The dwarf nova SW UMa erupted in 1986 March. The eruption lasted more than 3 weeks and had an amplitude greater than 7 mag. We obtained high-speed photometry of SW UMa on 10 nights during the eruption. Superhumps with a period of 84.0 ± 0.1 minutes and peak-to-peak amplitudes of up to 11 % appeared in the light curve for at least 7 days of the eruption, proving conclusively that the eruption was a supermaximum and, therefore, that SW UMa is a member of the SU UMa subclass of dwarf novae. The superhumps in SW UMa have a period 2.7% longer than the 81.8 minute orbital period of the system, a difference typical of the superhumps of SU UMa stars. Quasi-periodic oscillations with a period near 5 minutes, a mean semiamplitude of 0.4%, and a coherence time of rougly 2 cycles appeared in the light curve on at least two nights of the eruption. Low-amplitude quasi-periodic oscillations with a mean period of 22.3 s were also present on several nights.

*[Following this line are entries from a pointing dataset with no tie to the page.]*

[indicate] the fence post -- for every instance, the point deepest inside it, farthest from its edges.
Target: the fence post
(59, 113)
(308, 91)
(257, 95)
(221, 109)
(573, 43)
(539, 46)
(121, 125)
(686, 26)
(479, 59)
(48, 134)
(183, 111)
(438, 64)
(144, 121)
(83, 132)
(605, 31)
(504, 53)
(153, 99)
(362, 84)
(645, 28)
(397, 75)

This is the shortest period found so far for any bona fide quasi-periodic oscillation in a dwarf nova. The addition of SW UMa to the list of short-period dwarf novae with supermaxima lends further support to the hypothesis that all dwarf novae with periods less than 3 hr are SU UMa stars and that all SU UMa stars have orbital periods less than 3 hr. SW UMa is probably an intermediate polar. If so, it is the only one with unambiguous dwarf nova eruptions and now the first to show supermaxima and superhumps. If the 15.9 minute rotation period deduced for the white dwarf by Shafter et al. is correct, the intermediate polar model for superhumps cannot be correct.